Résoudre ce problème de brutalité policière ou de «transfert excessif de risques» est difficile, car il suppose de briser certaines chaînes qui s’autoalimentent comme le dilemme autoprotection-violence et bien sûr le cycle pauvreté-délinquance-ghettoïsation-sous administration-pauvreté. Une des solutions peut venir paradoxalement du monde militaire, car si l’expérience initiale en Irak a été désastreuse, il y a quand même eu une évolution des comportements forcée par les événements. Les officiers américains ont été obligés de trouver des solutions. La principale a consisté à réduire autant que possible le fossé qu’il pouvait y avoir entre les soldats américains et leur environnement. Quand on vit vraiment au milieu des gens, mieux encore quand on en est issu, on finit par se connaître, la méfiance décroît, le renseignement s’accroît et l’usage de la force est moins en réaction et beaucoup plus précis.
 
Avant de partir en Irak, le colonel Mc Master, futur très éphémère conseiller du président Trump, avait imposé un stage d’arabe de trois semaines à 10 % de sa brigade et obligé ses cadres à connaître la culture irakienne, en martelant l’absolue nécessité de respecter la population et en insistant sur la patience et la maîtrise de la force.

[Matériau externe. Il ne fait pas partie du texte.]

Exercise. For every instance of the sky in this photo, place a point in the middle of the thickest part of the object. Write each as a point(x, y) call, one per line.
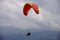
point(11, 15)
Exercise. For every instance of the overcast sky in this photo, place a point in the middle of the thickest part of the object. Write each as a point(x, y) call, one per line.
point(11, 15)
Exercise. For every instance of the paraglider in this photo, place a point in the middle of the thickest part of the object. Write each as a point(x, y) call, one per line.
point(28, 6)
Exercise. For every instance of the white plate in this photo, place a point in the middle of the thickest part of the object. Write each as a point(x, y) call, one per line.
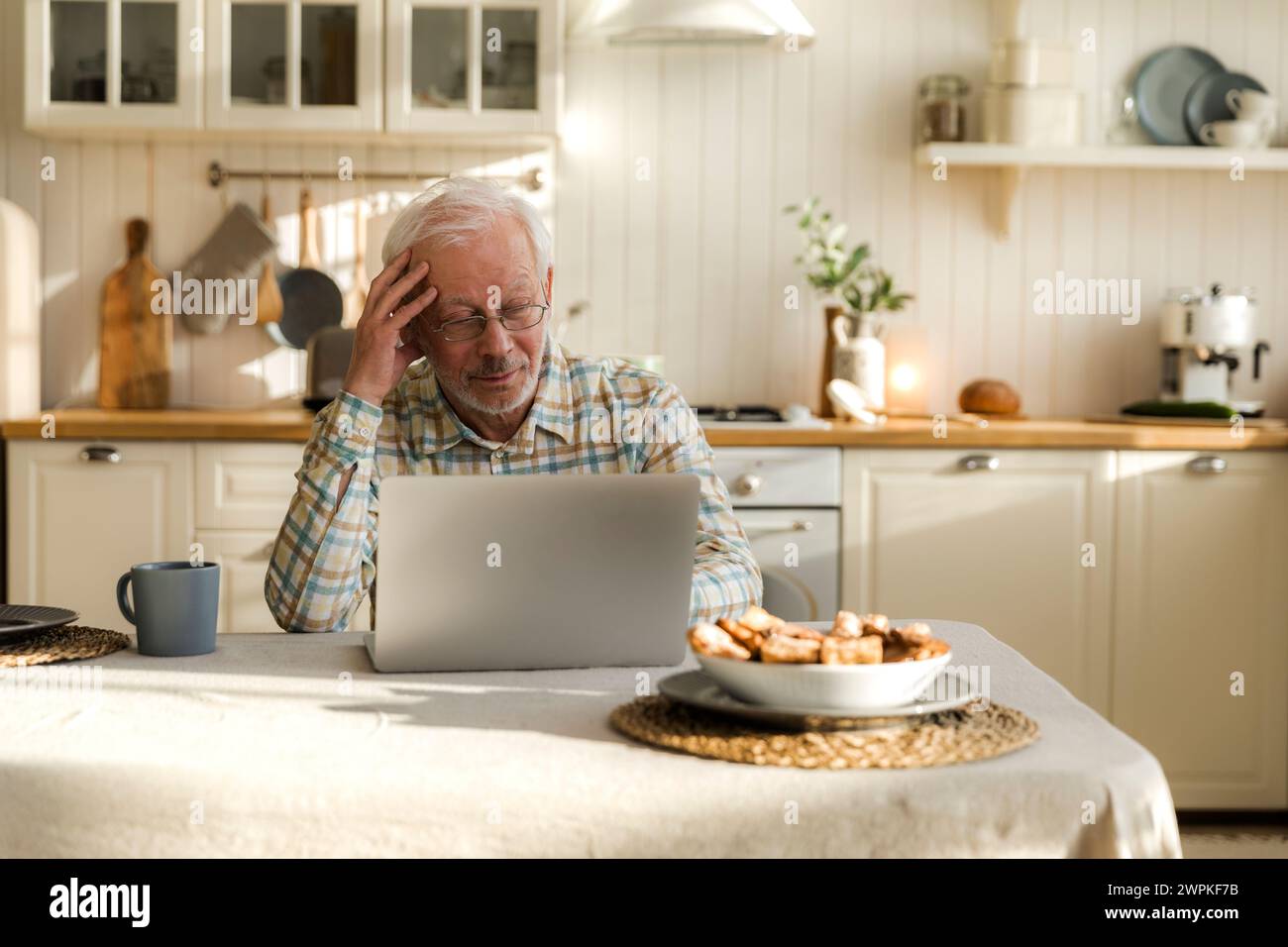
point(696, 688)
point(824, 686)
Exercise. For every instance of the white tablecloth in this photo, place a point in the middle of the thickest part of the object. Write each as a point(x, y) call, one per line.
point(292, 745)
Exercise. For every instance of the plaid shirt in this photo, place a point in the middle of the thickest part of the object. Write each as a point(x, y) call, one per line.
point(323, 560)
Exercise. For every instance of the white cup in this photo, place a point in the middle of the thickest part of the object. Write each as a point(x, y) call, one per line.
point(1237, 133)
point(1250, 105)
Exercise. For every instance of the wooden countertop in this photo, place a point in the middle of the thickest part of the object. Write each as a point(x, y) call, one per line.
point(294, 424)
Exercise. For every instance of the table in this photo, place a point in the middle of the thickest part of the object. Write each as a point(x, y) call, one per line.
point(291, 745)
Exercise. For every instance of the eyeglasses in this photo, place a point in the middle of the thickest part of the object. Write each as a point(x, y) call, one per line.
point(515, 320)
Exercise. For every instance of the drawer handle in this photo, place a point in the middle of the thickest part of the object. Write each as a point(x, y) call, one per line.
point(769, 530)
point(980, 462)
point(1207, 464)
point(748, 484)
point(101, 454)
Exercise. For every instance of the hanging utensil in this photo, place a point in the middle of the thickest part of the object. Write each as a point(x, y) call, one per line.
point(136, 339)
point(310, 300)
point(356, 299)
point(268, 296)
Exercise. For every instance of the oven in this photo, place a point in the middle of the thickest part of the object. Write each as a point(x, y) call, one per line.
point(789, 501)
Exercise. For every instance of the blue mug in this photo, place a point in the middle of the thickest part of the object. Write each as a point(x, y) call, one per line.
point(175, 607)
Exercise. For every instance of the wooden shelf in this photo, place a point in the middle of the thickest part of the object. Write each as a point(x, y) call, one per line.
point(1012, 161)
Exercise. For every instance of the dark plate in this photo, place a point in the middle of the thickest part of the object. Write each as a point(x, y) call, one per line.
point(1162, 85)
point(22, 620)
point(1206, 99)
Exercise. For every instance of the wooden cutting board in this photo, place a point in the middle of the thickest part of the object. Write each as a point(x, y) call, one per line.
point(136, 342)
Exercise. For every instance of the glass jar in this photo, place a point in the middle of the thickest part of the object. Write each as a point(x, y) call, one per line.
point(943, 108)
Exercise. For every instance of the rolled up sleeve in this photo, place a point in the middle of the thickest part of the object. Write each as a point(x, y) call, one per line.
point(725, 577)
point(323, 558)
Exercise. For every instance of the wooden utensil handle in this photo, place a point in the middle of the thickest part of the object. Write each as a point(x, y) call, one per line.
point(309, 256)
point(136, 236)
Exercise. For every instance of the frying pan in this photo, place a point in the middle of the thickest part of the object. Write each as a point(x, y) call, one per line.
point(310, 300)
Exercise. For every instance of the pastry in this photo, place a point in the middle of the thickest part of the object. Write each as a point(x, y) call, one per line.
point(850, 651)
point(799, 631)
point(846, 625)
point(751, 641)
point(875, 624)
point(759, 620)
point(915, 633)
point(780, 648)
point(932, 648)
point(715, 642)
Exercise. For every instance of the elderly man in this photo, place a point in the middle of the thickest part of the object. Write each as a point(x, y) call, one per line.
point(467, 285)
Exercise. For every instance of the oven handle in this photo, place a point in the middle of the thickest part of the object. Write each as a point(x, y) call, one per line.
point(794, 526)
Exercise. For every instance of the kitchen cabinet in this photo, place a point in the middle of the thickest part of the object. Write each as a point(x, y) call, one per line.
point(294, 64)
point(82, 512)
point(1201, 622)
point(464, 65)
point(1018, 541)
point(243, 491)
point(112, 64)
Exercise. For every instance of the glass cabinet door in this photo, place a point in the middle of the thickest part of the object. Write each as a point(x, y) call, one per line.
point(94, 62)
point(77, 47)
point(472, 64)
point(294, 64)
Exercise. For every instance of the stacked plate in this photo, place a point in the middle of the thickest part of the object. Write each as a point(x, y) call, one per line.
point(1181, 89)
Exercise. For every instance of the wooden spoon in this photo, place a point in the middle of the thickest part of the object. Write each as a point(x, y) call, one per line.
point(268, 298)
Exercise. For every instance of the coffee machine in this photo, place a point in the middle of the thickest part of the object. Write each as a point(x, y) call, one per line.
point(1206, 338)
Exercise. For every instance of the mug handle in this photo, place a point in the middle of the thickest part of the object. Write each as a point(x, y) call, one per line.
point(123, 600)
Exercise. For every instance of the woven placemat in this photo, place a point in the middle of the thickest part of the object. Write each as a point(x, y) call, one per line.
point(63, 643)
point(952, 736)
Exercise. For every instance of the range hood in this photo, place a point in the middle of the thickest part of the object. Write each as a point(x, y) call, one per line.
point(666, 22)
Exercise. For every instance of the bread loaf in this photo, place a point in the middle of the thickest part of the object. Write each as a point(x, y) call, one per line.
point(990, 397)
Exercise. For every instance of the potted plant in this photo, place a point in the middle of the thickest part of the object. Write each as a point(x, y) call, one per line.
point(855, 292)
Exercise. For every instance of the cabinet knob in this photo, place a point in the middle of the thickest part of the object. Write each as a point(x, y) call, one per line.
point(101, 454)
point(748, 484)
point(1207, 464)
point(979, 462)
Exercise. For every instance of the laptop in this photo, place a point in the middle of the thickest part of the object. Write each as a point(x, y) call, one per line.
point(522, 573)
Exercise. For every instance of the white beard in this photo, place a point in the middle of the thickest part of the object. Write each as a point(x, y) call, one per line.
point(459, 390)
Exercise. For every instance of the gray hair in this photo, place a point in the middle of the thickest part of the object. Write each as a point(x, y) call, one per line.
point(459, 209)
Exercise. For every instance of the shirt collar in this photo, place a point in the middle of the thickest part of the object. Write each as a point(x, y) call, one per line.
point(552, 408)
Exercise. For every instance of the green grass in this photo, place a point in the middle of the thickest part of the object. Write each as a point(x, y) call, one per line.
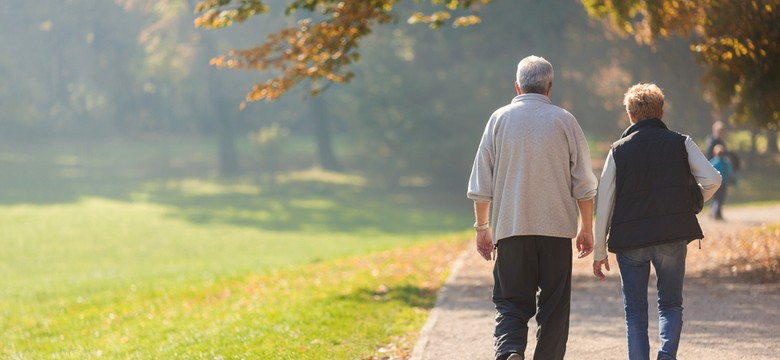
point(124, 254)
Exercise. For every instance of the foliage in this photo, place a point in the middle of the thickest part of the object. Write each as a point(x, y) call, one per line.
point(313, 49)
point(737, 41)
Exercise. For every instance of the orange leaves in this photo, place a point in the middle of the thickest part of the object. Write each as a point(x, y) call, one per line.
point(313, 50)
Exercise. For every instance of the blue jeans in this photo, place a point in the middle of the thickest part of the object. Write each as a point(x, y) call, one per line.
point(669, 263)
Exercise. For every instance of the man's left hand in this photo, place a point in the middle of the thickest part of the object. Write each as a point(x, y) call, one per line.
point(584, 244)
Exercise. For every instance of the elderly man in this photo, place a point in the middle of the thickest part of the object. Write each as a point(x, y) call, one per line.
point(533, 165)
point(645, 205)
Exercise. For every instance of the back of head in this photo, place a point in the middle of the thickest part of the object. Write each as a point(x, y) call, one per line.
point(534, 75)
point(644, 101)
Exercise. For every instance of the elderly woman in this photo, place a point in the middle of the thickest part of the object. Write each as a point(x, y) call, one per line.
point(645, 208)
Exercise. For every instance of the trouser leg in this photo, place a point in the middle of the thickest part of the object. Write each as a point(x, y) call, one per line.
point(669, 263)
point(514, 293)
point(634, 275)
point(554, 301)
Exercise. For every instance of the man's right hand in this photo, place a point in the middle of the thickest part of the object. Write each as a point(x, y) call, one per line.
point(484, 240)
point(597, 268)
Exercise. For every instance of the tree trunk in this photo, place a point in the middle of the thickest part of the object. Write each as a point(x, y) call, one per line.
point(228, 156)
point(753, 137)
point(322, 134)
point(771, 145)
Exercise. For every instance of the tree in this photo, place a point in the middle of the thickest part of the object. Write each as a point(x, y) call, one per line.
point(313, 49)
point(738, 43)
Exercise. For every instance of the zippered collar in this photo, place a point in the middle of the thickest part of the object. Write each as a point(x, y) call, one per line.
point(532, 96)
point(656, 123)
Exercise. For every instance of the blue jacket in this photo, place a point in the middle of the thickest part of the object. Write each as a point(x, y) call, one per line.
point(723, 165)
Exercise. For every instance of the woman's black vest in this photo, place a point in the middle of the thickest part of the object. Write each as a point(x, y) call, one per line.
point(652, 198)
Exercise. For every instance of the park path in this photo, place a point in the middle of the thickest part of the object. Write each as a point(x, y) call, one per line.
point(724, 318)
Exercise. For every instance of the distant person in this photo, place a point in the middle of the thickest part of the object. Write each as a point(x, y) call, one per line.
point(533, 165)
point(718, 137)
point(645, 208)
point(722, 163)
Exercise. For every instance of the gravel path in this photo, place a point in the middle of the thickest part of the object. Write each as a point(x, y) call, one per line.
point(724, 318)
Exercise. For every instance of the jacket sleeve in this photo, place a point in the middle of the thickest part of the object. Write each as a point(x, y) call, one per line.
point(583, 180)
point(605, 204)
point(705, 173)
point(481, 180)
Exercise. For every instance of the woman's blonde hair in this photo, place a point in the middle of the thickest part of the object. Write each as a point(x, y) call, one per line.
point(644, 101)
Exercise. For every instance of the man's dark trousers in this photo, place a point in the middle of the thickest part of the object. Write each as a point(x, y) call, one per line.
point(523, 265)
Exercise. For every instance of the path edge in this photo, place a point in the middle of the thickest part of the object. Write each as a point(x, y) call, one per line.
point(441, 297)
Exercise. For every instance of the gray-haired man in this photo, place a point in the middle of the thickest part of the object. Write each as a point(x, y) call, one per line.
point(533, 165)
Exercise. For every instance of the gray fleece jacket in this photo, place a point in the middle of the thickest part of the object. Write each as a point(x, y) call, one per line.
point(533, 164)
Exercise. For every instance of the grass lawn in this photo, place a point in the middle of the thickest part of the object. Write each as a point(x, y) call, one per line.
point(114, 259)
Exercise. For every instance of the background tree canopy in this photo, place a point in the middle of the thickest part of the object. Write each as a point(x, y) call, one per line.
point(417, 101)
point(737, 42)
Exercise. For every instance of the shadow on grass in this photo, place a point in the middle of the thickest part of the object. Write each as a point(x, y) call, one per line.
point(410, 296)
point(62, 175)
point(311, 206)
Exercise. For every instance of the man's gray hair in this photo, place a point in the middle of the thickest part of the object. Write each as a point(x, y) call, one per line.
point(534, 75)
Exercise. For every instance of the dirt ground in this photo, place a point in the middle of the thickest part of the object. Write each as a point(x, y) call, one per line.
point(725, 317)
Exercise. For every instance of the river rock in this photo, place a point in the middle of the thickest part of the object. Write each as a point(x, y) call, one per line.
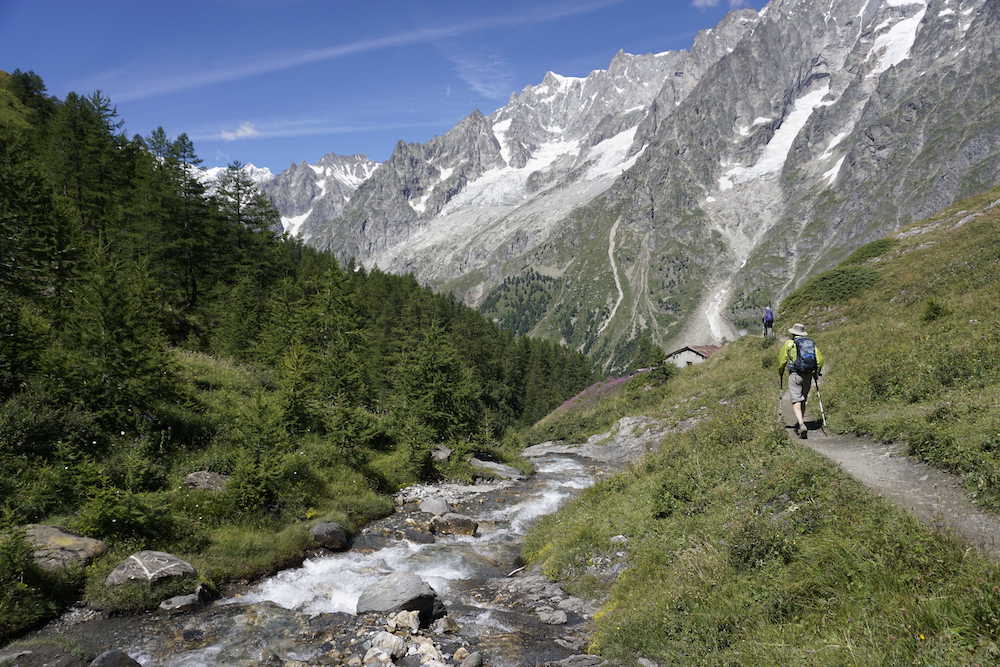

Cela ne s’est pas fait sans difficulté et il a fallu se séparer de plusieurs réticents mais le résultat a été remarquable. La sécurisation de la ville de Tal Afar à la fin de 2005 par une présence permanente à l’intérieur et non dans une base périphérique, en fusionnant avec des forces locales dans de petits postes reste un modèle. Le processus d’évolution américain très fragmenté fonctionne souvent par imitation du succès, celui de Mc Master tranchait avec la spirale violence-distanciation qui dominait alors. Lui-même s’inspirait de ce qu’avait fait le général Petreaus en 2004 dans le nord de l’Irak et il a été imité à son tour par d’autres notamment à Ramadi en 2006, avant d’être généralisé à nouveau par le général Petraeus, nouveau commandant en chef.
 
Le procédé était contre-culturel et même contre-intuitif. Il a fallu prendre initialement plus de risques en vivant au milieu des gens et avec eux et effectivement les pertes américaines du début de 2007 ont été les plus importantes de la guerre. Mais dans le même temps, celles des civils diminuaient très vite. Et puis presque d’un seul coup la situation s’est inversée, la violence et les pertes de tout le monde ont chuté. Point important, la politique de sécurité s’est accompagnée d’actions sociales et économiques, qui pour une fois ont porté leurs fruits parce qu’il y avait une présence de sécurité. La campagne s’est même portée dans les prisons avec là encore un succès indéniable.
 
Il y a plus d’individus dangereux aux États-Unis que dans beaucoup d’autres nations. On peut se contenter d’essayer de tous les neutraliser. On peut s’interroger aussi sur les raisons de ce nombre élevé et même se demander si la manière dont on les traite ne fait pas partie du problème.